Student Question
What is compared in Emily Dickinson's "Part Four: Time and Eternity: XXXIX"?
Quick answer:
Emily Dickinson's poem compares God's role to that of a schoolteacher who explains human suffering and difficulties in life, suggesting that the narrator will find clarity in Heaven. Additionally, the poem likens the narrator's current woes to a "scalding" liquid, such as hot water or coffee, to convey the intensity of her pain. These comparisons effectively transform abstract religious concepts into relatable, tangible experiences.
In response to the last response, yes, I do believe there could be irony in this poem or that the whole poem can be ironic; however, I tend not to believe that it is based on my studies of other Dickinson poems tha are similar to this one. You very well may be right, however, about any interpretation that might be too simple.
This is more a questions than an answer. Does anyone suspect that this entire poem is ironic, that she does not mean it as it reads on the surface?

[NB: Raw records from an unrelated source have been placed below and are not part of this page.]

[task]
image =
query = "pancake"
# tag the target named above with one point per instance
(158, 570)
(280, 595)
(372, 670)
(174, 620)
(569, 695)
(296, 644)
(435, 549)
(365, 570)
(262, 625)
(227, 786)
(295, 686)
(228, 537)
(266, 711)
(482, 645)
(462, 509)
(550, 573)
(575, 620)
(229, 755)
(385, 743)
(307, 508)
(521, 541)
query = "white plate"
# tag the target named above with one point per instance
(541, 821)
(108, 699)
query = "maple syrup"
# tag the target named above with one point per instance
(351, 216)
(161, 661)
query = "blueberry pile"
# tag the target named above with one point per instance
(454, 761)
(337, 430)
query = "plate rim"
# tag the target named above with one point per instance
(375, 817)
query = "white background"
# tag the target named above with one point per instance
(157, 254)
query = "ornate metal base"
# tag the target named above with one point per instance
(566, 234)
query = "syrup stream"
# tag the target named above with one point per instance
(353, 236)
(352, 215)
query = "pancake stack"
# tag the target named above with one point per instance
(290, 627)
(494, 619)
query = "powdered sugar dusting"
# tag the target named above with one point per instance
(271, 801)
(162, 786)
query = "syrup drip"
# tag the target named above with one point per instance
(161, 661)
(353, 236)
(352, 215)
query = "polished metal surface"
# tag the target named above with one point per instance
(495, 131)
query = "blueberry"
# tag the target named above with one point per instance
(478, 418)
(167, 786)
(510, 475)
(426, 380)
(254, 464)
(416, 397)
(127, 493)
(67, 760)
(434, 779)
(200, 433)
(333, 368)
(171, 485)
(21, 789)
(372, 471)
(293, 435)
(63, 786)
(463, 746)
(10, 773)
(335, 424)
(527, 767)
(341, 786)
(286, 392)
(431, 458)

In the Dickinson canon there are many poems that speak of the inscrutibility of human suffering and the distance of God --- how could this poem suggest such a simple "answer"?
This is the text of the poem (provided by Bartleby.com):
Part Four: Time and EternityXXXIX
I SHALL know why, when time is over,
And I have ceased to wonder why;
Christ will explain each separate anguish
In the fair schoolroom of the sky.
He will tell me what Peter promised,
And I, for wonder at his woe,
I shall forget the drop of anguish
That scalds me now, that scalds me now.
In this poem, the narrator is addressing the issue of suffering and how no matter what she suffers now, it will be all worth the glory she will see in Heaven once she dies.
She uses several comparisons here. First, in the first stanza, she compares God to a schoolteacher. She says that God will tell her why he had to put people through difficulties in their lives. The narrator is happy that she will have answers, no doubt, when that time comes.
She also compares the difficulties and painful times she has encountered to scalding liquid when she says that the woes sha has experienced scald her as hot water or hot coffee might.
These comparisons work well because they make something so abstract (religious beliefs and the vision of Heaven, for example) very concrete, believable, and common to humankind.